Japan reacts to sex assault cases involving US military in Okinawa
Japan has lodged a protest at the United States embassy in Tokyo over at least two alleged sexual assault cases involving American service members in the southern Japanese island of Okinawa that were only recently made public.
Japan’s Vice Foreign Minister Masataka Okano met the US ambassador to Japan, Rahm Emanuel, on Friday, requesting disciplinary and preventive measures over the two attacks, which occurred within months of each other in December and May.
“Criminal cases and accidents by US military personnel cause great anxiety to local residents, and they should never occur in the first place,” Chief Cabinet Secretary Yoshimasa Hayashi told reporters.
Prosecutors in Naha, the capital of Okinawa, had earlier this month charged a 21-year-old US Marine Corps member with non-consensual sex and assault, allegedly committed in May, Hayashi said.
An Okinawa police spokesman said the woman had been “bitten in the mouth” and had taken two weeks to fully recover. Media reports said she had also been choked.
The case came to light just days after it emerged that a 25-year-old US airman in Okinawa had been charged in March with raping a teenage girl three months earlier.

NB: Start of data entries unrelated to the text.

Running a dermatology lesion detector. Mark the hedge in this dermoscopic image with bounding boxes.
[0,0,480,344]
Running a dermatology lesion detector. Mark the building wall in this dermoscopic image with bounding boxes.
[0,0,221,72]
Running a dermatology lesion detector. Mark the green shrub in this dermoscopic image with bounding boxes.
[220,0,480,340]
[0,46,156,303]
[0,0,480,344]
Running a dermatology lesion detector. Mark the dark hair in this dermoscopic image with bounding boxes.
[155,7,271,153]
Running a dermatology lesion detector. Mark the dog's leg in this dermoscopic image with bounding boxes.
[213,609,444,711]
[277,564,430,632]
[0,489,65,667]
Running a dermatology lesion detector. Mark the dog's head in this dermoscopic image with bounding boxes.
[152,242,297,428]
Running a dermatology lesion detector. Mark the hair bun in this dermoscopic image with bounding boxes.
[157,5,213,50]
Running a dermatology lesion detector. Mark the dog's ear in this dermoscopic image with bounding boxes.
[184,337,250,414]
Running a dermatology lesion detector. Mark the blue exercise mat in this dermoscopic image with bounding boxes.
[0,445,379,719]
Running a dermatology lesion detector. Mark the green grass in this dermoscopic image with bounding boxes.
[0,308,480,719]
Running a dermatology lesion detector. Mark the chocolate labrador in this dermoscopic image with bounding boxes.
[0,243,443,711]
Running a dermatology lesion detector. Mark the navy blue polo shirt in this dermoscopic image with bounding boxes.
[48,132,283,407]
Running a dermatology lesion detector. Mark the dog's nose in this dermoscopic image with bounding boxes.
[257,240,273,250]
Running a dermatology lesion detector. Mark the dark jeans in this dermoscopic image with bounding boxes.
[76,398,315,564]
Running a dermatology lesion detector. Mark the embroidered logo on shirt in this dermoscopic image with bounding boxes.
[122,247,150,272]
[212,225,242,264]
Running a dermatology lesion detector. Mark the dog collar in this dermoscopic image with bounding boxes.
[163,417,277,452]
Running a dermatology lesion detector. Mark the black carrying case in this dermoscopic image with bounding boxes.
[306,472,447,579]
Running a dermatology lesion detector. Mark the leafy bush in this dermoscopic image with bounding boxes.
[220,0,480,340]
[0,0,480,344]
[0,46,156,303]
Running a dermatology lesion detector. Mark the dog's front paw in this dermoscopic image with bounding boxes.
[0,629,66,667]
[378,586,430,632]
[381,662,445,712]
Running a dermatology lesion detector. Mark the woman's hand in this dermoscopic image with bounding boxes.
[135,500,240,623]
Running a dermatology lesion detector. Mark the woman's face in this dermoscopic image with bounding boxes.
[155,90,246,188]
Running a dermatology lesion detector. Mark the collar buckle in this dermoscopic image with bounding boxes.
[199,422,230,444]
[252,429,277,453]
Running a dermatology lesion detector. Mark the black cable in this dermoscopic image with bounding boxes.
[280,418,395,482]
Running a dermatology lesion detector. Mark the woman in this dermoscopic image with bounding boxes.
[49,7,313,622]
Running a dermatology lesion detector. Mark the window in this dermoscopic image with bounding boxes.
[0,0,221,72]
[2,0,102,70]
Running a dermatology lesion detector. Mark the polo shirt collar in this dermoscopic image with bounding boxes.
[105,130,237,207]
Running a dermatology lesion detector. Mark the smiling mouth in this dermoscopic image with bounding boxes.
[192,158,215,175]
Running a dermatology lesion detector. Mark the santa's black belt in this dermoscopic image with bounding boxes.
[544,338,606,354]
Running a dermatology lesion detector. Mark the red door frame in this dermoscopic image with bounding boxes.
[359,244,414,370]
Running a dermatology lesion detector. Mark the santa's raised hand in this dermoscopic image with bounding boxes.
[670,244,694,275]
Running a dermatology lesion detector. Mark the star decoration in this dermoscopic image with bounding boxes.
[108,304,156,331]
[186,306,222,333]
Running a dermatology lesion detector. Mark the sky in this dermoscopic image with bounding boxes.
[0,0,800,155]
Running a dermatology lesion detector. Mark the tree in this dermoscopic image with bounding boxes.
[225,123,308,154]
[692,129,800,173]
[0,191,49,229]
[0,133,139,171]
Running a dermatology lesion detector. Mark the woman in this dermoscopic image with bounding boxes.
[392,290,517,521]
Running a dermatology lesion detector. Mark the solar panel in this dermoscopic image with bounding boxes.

Brigadier General Nicholas Evans, commander of the 18th Wing at Kadena Air Base in Okinawa, said on Thursday that he was “deeply concerned” about the “severity” of the allegations. “I regret the anxiety this has caused,” he said.
He promised the US military will fully cooperate with the investigation by the local authorities and the courts.
Stoking tensions
Both cases have caused outrage, stoking tensions among residents over US military bases in the region. Okinawa residents have long complained about accidents and crime related to the bases, expressing anger over the lack of disclosure.
The case involving the teenager is a reminder to many Okinawans of the rape in 1995 of a 12-year-old girl by three US service members, which prompted large protests against the heavy US troop presence on the island.
It led to a 1996 agreement between Japan and the US on the closure of a key US air station, though the plan has been delayed due to protests at the relocation site on another part of the island.
Some 50,000 US troops are deployed in Japan under a bilateral security pact, about half of them in Okinawa. The island’s strategic role is seen as increasingly important for the Japan-US military alliance in the face of growing tensions with China.